Debugging deadlocks in Postgres

ERROR: deadlock detected (SQLSTATE 40P01)

What do you do when you see this error?

Deadlocks are a natural hurdle in backend development, but with a bit of digging and careful design they can be identified and resolved.

First, let’s whizz through the basics.

A brief intro

What is a lock?

Locks are used to control concurrent access to data in tables, preventing multiple processes from simultaneously accessing or mutating the same data.

When one process holds a lock, any other process which also requires the lock must wait until it has been released, for example when the first process has completed.

Though locks can be introduced explicitly in your code and queries, the majority are created implicitly by the database itself (in our case: Postgres), allowing your queries to run safely and predictably.

📖 A comprehensive guide about the many types of Postgres locks can be found here.

What is a deadlock?

Deadlock occurs when two or more processes cannot progress because each is waiting on another to release a lock.

Suppose an endpoint X initiates a transaction, completing the following:

Update Incident
Update Incident Custom Fields
Update Incident Summary

Now suppose another endpoint Y performs similar but slightly different work:

Update Incident Summary
Update Incident

When both of these endpoints are triggered at the same time, they run a high chance of reaching deadlock:

X acquires a lock on the Incident while Y acquires a lock on the Incident Summary.

X proceeds to wait for a lock on the Incident Summary while Y waits for a lock on the Incident.

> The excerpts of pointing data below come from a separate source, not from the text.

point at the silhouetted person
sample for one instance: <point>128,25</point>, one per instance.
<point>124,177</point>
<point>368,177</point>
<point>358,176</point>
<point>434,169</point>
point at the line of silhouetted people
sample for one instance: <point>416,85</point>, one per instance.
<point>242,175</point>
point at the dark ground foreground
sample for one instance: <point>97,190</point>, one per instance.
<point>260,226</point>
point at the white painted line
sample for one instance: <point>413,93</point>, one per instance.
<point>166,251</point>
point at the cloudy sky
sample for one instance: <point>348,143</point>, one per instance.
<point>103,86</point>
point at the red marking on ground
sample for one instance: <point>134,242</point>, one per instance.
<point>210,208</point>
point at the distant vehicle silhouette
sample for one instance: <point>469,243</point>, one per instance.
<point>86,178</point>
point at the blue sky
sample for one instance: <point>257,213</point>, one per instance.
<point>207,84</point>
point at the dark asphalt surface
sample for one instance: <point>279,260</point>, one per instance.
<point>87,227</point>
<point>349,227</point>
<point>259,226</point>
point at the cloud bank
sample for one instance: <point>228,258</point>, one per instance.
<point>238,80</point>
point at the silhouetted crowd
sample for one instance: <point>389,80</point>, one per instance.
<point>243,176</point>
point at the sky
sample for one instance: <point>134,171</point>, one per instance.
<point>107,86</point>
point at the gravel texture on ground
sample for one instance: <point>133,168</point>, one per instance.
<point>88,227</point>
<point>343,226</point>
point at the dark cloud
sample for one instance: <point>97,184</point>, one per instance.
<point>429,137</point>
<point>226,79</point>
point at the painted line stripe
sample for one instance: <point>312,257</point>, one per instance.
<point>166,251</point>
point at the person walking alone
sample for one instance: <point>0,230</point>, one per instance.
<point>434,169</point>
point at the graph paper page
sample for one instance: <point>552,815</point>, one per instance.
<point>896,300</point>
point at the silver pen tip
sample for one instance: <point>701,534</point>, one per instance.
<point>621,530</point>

Fortunately for us, good old Postgres will only allow a process to wait on a lock for so long (the lock_timeout), and it will also check to see if a deadlock is in play, ending the conflict early and returning the above error.

How do I fix a deadlock?

The first, truest, and perhaps “only” solution to a deadlock is to redesign your transactions to operate in a consistent order.

Due to this, deadlocks are usually not seen as transient or load-inflicted errors, rather they are indications of poorly structured logic.

In the above example, the deadlock can be avoided if the Incident Summary is updated only after updating the Incident.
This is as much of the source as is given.